Fundamentally, the difference in views across our two main political parties stems from our different approaches to wealth creation and the distribution of wealth. And the key point is that only the Labor Party will make the tough decisions needed to grow our national wealth.

We see it in our history - tough decisions like bringing down the tariff walls, introducing enterprise bargaining, floating the dollar, introducing compulsory super and a raft of personal and business tax reforms to provide better rewards for work and improve competitiveness. And we see it now, with the Gillard Government's strong focus on the investments and reforms needed to drive productivity growth.

So we're all about wealth creation - otherwise we wouldn't have worked day and night to ensure that our economy has stronger growth than any major advanced economy.

It's why we are working so hard to address the infrastructure deficit we inherited from the Howard Government – with investments of $36 billion in roads, rail and ports.

Skills and education are essential for productivity – that's why we have uncapped university places, it's why we have increased schools funding by nearly 50%, and it's why we are investing in more training places and better quality training.

To improve our competitiveness we are reforming business tax through initiatives like the instant asset write off and loss carry-back, as well as tripling the tax free threshold.
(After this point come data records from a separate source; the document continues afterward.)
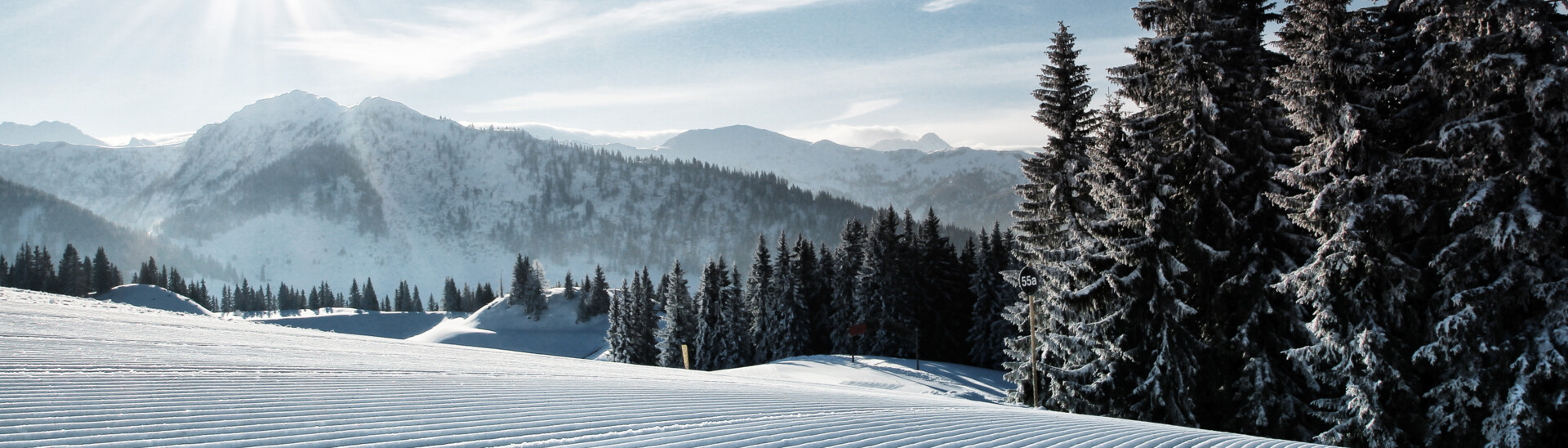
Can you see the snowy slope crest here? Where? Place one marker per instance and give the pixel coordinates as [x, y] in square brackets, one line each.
[154, 298]
[882, 373]
[96, 178]
[506, 325]
[350, 321]
[82, 371]
[44, 132]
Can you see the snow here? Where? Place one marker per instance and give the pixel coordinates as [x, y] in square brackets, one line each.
[966, 187]
[927, 143]
[882, 373]
[82, 371]
[381, 325]
[44, 132]
[154, 298]
[506, 325]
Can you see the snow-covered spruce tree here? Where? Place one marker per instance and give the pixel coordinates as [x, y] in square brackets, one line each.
[1363, 286]
[942, 313]
[104, 274]
[595, 296]
[822, 325]
[720, 338]
[526, 288]
[1244, 323]
[991, 329]
[760, 288]
[149, 272]
[1058, 359]
[1494, 76]
[784, 334]
[371, 299]
[883, 291]
[845, 308]
[354, 299]
[451, 298]
[569, 288]
[645, 323]
[71, 277]
[632, 323]
[681, 320]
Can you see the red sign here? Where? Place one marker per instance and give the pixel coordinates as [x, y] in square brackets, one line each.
[857, 329]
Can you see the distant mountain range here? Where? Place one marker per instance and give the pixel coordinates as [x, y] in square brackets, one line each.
[303, 189]
[966, 187]
[42, 132]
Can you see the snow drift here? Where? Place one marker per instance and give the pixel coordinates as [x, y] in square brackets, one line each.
[506, 325]
[154, 298]
[83, 371]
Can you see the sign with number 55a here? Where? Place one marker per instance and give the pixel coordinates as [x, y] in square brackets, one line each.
[1029, 280]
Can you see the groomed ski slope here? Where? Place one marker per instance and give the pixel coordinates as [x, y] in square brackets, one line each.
[78, 371]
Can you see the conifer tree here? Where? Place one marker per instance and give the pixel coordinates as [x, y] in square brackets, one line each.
[42, 271]
[632, 323]
[354, 299]
[720, 337]
[483, 294]
[371, 299]
[73, 277]
[569, 288]
[149, 272]
[847, 311]
[1361, 286]
[944, 310]
[681, 320]
[784, 311]
[821, 302]
[758, 298]
[526, 288]
[177, 282]
[882, 288]
[451, 299]
[1496, 206]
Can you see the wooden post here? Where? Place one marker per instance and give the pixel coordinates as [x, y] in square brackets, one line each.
[1034, 354]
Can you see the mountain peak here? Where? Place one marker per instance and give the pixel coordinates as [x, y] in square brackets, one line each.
[44, 132]
[927, 143]
[381, 105]
[736, 137]
[292, 107]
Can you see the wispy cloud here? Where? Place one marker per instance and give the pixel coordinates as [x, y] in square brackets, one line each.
[852, 136]
[866, 107]
[942, 5]
[465, 37]
[639, 139]
[604, 96]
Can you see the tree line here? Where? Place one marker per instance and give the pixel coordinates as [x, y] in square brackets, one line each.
[1356, 241]
[896, 288]
[78, 276]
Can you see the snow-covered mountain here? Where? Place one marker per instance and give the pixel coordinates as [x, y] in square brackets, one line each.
[927, 143]
[968, 187]
[29, 216]
[303, 189]
[98, 178]
[82, 371]
[44, 132]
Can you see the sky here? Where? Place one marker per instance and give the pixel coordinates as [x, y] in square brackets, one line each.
[852, 71]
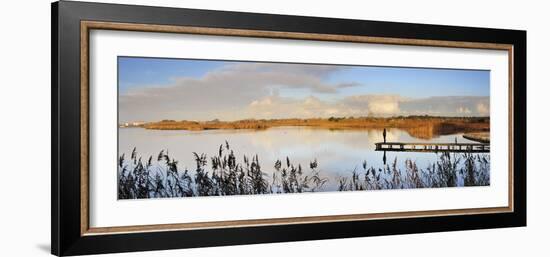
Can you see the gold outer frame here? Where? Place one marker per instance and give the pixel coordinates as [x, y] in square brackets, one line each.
[86, 26]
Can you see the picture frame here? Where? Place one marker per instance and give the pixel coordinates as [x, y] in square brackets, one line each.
[72, 23]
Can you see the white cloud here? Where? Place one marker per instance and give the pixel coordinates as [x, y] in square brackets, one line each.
[251, 90]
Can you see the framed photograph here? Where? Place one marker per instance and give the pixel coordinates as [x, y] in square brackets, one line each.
[178, 128]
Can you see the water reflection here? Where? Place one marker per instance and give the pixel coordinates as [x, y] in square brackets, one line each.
[339, 152]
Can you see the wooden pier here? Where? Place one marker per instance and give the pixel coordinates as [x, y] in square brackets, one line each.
[432, 147]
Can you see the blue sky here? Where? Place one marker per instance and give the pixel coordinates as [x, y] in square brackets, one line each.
[201, 89]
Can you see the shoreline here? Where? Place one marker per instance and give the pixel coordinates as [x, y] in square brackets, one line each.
[418, 126]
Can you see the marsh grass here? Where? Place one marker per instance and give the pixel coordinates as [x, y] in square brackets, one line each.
[450, 170]
[227, 174]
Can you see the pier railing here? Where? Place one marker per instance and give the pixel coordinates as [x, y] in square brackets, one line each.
[432, 147]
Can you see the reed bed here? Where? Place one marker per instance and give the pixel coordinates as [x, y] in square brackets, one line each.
[226, 174]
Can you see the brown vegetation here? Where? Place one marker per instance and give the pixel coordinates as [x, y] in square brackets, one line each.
[418, 126]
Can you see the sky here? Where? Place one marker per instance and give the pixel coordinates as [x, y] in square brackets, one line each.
[152, 89]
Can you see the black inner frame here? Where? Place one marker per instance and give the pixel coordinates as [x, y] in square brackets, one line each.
[65, 85]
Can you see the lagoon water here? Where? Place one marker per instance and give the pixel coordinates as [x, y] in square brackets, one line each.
[338, 152]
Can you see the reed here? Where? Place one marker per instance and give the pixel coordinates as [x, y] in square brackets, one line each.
[226, 174]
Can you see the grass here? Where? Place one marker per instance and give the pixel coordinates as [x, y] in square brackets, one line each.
[226, 174]
[424, 127]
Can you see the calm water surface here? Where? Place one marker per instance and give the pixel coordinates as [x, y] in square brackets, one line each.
[338, 152]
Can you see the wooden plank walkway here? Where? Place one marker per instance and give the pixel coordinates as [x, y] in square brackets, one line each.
[432, 147]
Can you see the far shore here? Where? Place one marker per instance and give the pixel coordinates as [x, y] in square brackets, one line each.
[482, 137]
[418, 126]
It's why we are pursuing regulatory reform through the Seamless National Economy agenda. And we are putting in place the foundations for long-term growth through a carbon price to drive investment in clean energy, and a Minerals Rent Resource Tax to replace inefficient royalties. We've made room for spending in these areas in some pretty tough budgets recently, and we've done it again in this Budget.

But what is special about the Labor party, what really sets us apart from our political opponents, is this: We will always reject the idea that we should grow the pie by increasing inequality. We don't support growing the pie by stripping working conditions from vulnerable workers. We don't support growing the pie by simply jacking up the GST and making households pay for lower company taxes. And we aren't prepared to bow down to vested interests who claim they are interested in 'growing the pie' – when really they are only interested in growing their own piece of the pie.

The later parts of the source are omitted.